Horses, which were foreseen by the Cheyenne prophet Sweet Medicine, are a symbol of holiness to the people, and their extraordinary powers of perception are highly appreciated. For example, the Native belief is that a horse can absorb the stresses and ill will in a group of people, take it in and "literally process it and put it back into Mother Earth," Whiteman explains in the video.
"People are starting to understand the healing powers of the horse; it's starting to be used around the world," Whiteman said in an interview with The Gazette. "Horses and animals have spirits. Indian people have viewed that since the beginning of time because of their connection to Mother Earth."
The video is dedicated to Whiteman's parents, Phillip and Florence Whiteman.
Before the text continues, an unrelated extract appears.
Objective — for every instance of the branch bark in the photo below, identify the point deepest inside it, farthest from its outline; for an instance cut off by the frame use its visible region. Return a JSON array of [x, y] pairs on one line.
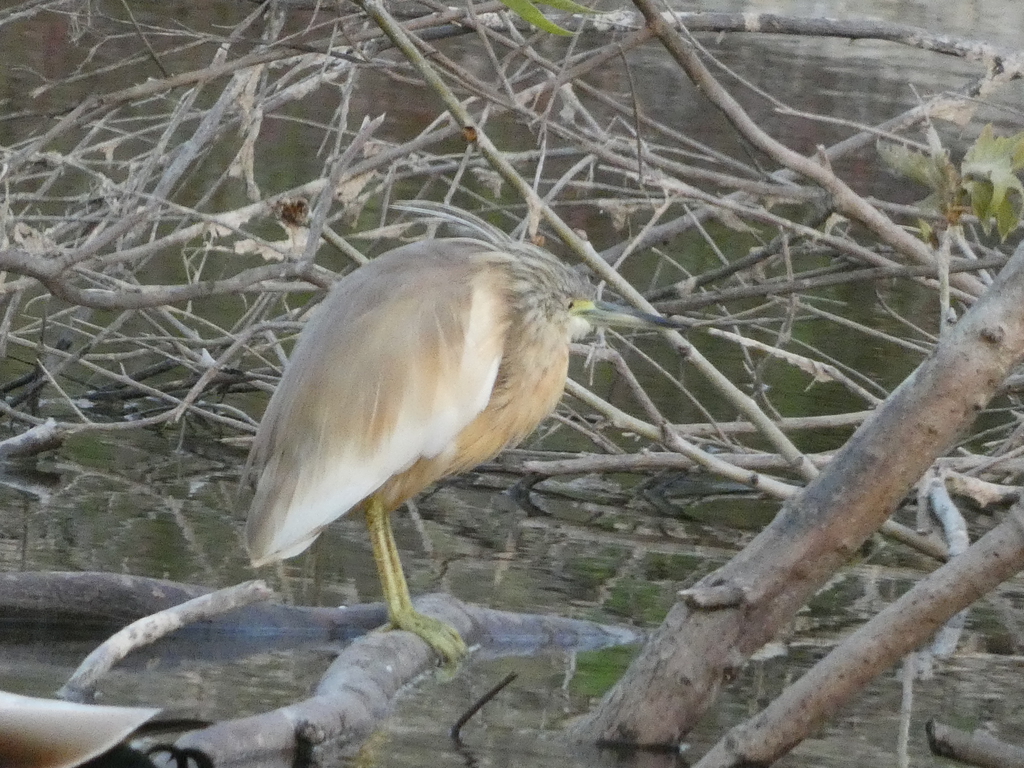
[[680, 670], [903, 626]]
Phillip Whiteman was a chief in the Council of 44, the traditional leaders of the Northern Cheyenne, and Florence Whiteman was the last original ceremonial woman of the Elk Scraper Society.
It is a reconnection to his parents' teachings, his upbringing and the Cheyenne traditions that led Whiteman to develop the Medicine Wheel Model, he said.
Whiteman also credits his wife and business manager, Lynette Two Bulls, with helping him through a life transition back to a traditional way of life that is in balance.
"I was developing the Medicine Wheel Model before Lynette came into my life, but when she did come into my life, I knew she was part of this energy that is evolving in my work today," he said.
A part of the DVD proceeds will help fund Whiteman and Two Bulls' nonprofit organization, Yellow Bird, which provides cultural and traditional education to youths.